You are decomposing a monolith and split 'Orders' and 'Inventory' into separate services with their own databases. A place-order operation must reserve inventory and create an order atomically, but you can no longer use a single ACID transaction across both DBs. Which pattern correctly handles this with well-defined failure semantics?
- A. Two-phase commit (2PC) coordinated by the API gateway across both service databases
- B. A saga: a sequence of local transactions with compensating actions (e.g., release reservation) triggered when a later step fails ✓
- C. Wrap both service calls in a distributed database transaction using `SERIALIZABLE` isolation
- D. Have Orders synchronously call Inventory and roll back Orders' DB if Inventory throws
Correct answer: B. Across independent service databases you use a saga of local transactions with compensating actions, which provides eventual consistency and defined rollback semantics without a cross-service ACID transaction.
You must build a JWT-based auth system where access tokens are stateless but you also need the ability to revoke a compromised session before its expiry.

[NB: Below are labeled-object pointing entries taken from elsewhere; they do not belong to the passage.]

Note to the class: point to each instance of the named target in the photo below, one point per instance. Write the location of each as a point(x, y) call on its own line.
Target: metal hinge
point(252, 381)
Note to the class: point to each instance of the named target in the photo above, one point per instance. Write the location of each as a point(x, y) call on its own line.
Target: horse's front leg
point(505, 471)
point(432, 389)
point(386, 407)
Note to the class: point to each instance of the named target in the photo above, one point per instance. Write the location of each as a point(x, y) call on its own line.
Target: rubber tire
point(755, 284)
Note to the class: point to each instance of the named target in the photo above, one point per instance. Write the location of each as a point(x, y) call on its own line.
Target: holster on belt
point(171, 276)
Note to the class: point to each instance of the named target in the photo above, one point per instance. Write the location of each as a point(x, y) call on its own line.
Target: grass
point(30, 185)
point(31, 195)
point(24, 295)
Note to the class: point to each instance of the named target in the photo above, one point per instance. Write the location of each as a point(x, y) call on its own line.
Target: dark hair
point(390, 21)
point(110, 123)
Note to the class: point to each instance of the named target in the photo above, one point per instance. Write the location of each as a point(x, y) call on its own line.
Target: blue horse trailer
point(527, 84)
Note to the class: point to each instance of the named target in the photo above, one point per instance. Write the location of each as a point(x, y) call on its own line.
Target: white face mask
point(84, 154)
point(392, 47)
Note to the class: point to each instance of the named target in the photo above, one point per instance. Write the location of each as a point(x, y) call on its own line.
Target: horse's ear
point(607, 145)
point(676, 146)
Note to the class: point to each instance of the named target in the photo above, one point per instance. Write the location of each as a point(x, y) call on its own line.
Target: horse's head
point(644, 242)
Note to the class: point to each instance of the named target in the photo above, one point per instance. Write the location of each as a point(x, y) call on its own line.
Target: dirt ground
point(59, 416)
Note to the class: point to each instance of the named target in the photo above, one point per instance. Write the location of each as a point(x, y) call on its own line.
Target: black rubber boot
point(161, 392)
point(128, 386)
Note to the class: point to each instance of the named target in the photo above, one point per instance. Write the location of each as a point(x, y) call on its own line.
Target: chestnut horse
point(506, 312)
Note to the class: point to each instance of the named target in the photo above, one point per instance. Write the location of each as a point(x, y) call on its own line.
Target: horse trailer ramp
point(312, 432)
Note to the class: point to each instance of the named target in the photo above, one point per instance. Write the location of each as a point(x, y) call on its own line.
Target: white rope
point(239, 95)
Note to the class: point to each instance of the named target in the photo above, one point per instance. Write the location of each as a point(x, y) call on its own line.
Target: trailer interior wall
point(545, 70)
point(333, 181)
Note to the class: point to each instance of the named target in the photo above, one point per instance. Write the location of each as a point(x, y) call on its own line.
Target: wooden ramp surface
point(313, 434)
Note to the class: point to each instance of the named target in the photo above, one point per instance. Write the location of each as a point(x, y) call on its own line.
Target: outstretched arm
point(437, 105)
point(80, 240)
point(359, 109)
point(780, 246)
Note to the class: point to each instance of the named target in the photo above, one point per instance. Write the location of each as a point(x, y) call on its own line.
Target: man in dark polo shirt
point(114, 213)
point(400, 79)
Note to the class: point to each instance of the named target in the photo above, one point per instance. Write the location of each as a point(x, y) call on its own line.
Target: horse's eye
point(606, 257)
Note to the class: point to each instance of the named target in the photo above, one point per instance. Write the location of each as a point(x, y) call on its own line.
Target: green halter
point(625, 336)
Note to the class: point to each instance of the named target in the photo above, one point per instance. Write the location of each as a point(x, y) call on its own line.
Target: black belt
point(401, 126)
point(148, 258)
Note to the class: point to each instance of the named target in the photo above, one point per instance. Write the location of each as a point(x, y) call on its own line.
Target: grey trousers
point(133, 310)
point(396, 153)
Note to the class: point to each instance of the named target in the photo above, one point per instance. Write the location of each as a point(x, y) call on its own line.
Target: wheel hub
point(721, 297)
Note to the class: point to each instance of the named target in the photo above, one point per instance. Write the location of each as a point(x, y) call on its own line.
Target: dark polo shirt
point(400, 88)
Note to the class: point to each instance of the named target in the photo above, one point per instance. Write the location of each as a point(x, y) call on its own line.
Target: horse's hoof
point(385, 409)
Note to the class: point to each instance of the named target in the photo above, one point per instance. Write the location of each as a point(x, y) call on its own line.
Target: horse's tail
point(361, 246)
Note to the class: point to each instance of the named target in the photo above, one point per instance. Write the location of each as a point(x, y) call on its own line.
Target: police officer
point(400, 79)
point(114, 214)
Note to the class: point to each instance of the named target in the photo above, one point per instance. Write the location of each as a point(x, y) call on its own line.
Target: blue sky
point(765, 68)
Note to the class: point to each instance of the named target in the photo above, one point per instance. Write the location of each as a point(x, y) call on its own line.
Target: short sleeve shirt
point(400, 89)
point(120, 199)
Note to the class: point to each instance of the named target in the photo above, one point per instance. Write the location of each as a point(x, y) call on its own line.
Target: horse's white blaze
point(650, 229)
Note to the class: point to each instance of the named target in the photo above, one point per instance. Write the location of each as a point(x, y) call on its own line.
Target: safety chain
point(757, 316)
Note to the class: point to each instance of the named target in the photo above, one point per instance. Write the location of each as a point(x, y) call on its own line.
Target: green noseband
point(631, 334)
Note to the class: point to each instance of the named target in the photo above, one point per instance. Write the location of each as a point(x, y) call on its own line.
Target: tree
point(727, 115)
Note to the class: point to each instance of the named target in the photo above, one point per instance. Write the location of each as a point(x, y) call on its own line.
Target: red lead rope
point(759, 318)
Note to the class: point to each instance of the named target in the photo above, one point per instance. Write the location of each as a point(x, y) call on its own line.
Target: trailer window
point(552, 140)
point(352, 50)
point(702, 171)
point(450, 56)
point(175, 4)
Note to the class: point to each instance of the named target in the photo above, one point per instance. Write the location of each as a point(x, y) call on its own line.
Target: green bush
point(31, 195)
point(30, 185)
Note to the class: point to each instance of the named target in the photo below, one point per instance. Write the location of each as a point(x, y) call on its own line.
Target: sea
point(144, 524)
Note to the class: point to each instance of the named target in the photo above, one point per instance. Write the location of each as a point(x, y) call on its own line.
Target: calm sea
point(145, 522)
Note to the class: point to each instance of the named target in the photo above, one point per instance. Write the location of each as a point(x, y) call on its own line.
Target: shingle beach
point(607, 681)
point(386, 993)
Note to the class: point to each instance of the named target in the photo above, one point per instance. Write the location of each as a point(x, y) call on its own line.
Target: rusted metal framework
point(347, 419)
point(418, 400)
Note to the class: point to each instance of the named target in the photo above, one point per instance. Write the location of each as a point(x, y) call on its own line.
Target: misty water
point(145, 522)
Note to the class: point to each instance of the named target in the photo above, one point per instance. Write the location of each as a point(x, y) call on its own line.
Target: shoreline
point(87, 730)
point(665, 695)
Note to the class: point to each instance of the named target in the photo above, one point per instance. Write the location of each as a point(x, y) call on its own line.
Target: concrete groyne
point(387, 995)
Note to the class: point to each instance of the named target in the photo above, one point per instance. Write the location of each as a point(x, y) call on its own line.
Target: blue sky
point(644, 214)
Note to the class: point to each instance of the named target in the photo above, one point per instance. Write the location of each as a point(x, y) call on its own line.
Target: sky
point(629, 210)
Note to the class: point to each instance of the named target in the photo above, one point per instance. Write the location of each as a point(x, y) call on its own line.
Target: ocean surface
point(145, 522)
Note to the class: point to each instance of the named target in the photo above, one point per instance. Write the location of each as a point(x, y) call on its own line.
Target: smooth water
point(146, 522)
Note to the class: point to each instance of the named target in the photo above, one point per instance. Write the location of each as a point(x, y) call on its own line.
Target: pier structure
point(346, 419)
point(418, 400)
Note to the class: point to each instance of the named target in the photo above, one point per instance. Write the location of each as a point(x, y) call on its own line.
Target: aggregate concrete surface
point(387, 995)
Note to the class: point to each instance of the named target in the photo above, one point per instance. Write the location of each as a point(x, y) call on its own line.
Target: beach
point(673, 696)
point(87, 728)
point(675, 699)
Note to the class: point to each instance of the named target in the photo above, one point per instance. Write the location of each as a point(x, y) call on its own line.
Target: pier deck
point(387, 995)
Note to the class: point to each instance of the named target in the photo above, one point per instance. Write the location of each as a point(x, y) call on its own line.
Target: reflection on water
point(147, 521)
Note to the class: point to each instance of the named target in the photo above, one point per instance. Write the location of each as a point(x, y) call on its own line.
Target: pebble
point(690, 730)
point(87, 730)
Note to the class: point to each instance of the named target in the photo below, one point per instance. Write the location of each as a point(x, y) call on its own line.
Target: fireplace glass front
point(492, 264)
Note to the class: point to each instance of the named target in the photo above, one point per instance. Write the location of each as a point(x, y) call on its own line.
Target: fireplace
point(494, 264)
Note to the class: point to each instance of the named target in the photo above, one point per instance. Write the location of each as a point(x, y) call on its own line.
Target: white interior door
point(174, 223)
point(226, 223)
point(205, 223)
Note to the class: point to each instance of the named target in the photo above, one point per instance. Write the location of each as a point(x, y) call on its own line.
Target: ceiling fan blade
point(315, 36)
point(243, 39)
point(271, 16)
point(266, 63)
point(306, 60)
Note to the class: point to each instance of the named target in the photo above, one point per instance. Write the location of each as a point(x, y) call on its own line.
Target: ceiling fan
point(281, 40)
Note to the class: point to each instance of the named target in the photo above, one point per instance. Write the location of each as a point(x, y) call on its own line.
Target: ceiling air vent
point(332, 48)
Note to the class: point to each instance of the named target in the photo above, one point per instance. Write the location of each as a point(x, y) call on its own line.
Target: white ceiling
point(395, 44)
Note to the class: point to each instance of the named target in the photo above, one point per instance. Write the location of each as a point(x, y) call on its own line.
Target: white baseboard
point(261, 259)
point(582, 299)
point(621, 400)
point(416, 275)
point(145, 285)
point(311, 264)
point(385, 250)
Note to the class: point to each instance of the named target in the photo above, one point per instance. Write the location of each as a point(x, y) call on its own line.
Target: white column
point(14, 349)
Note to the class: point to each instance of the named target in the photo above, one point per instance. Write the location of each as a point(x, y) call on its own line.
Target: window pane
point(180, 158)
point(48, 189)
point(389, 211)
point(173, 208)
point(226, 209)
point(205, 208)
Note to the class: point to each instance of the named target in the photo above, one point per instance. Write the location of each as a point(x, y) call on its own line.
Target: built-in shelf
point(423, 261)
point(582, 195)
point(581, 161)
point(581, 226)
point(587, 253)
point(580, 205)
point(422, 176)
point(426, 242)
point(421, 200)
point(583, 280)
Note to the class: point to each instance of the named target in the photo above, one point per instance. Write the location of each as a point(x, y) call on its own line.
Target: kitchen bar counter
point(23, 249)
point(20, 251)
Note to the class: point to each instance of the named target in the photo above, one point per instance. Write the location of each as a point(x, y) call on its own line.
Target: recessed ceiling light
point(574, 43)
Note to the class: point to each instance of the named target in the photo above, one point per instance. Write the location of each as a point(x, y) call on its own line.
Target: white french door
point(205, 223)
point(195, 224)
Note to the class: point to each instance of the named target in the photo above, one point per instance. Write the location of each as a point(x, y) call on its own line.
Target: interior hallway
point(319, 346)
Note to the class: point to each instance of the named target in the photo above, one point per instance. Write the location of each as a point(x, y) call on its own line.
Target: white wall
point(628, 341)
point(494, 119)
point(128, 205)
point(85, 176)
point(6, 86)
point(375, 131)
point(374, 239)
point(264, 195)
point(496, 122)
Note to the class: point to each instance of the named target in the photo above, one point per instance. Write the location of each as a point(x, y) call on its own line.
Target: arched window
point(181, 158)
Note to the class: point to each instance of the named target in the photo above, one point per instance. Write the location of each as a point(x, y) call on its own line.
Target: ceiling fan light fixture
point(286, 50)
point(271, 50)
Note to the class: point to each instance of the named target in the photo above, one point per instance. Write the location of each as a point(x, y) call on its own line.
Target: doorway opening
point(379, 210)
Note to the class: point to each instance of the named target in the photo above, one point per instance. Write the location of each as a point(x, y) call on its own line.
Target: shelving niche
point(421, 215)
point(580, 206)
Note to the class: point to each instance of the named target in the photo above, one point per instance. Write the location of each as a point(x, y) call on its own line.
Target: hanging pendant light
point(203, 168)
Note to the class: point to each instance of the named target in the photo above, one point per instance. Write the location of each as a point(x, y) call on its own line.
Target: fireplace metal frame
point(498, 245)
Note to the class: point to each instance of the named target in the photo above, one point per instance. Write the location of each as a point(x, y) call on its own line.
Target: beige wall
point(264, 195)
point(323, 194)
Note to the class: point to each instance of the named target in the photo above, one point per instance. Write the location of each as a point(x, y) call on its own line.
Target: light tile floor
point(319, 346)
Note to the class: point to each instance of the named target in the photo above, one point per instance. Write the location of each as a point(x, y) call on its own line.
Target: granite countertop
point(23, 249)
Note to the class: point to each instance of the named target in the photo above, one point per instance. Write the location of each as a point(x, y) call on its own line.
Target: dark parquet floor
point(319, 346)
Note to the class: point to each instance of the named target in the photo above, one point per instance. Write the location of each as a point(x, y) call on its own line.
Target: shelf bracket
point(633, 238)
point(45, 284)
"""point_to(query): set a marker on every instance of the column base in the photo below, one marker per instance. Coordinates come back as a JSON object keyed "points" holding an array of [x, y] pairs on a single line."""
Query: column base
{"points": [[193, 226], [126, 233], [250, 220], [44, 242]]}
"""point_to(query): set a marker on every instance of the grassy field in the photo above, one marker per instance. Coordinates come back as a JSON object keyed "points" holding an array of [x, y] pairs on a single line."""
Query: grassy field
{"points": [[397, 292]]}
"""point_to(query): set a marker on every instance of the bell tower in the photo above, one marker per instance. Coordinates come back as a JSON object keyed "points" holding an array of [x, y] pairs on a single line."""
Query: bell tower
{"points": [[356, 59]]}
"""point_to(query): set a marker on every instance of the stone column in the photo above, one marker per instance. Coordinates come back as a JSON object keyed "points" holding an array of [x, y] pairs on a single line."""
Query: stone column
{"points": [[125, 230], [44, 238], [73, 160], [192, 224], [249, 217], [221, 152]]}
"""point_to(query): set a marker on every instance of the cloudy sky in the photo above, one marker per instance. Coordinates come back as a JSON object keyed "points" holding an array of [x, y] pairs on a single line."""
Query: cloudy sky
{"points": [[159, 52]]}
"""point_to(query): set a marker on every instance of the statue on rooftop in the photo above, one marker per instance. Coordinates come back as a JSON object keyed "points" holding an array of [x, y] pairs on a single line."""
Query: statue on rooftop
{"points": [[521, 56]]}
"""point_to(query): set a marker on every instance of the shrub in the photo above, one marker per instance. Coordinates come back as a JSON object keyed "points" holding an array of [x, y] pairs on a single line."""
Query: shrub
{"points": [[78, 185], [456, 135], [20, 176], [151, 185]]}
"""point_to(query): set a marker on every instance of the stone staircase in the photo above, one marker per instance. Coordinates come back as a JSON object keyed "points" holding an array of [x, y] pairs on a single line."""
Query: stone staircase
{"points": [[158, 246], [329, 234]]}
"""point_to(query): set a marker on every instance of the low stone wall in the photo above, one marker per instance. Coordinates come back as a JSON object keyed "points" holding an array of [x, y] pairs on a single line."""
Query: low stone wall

What is the standard architecture that preserves statelessness for the common path while enabling revocation?
- A. Make access tokens long-lived and delete them from the client on logout
- B. Use short-lived access tokens (stateless, checked by signature) plus long-lived refresh tokens tracked server-side, so revoking the refresh token/session stops renewal ✓
- C. Store every access token in the database and query it on each request
- D. Encrypt the JWT payload so it cannot be reused after logout
Correct answer: B. Short-lived stateless access tokens keep the hot path stateless, while server-side-tracked refresh tokens provide a revocation point that cuts off renewal for a compromised session.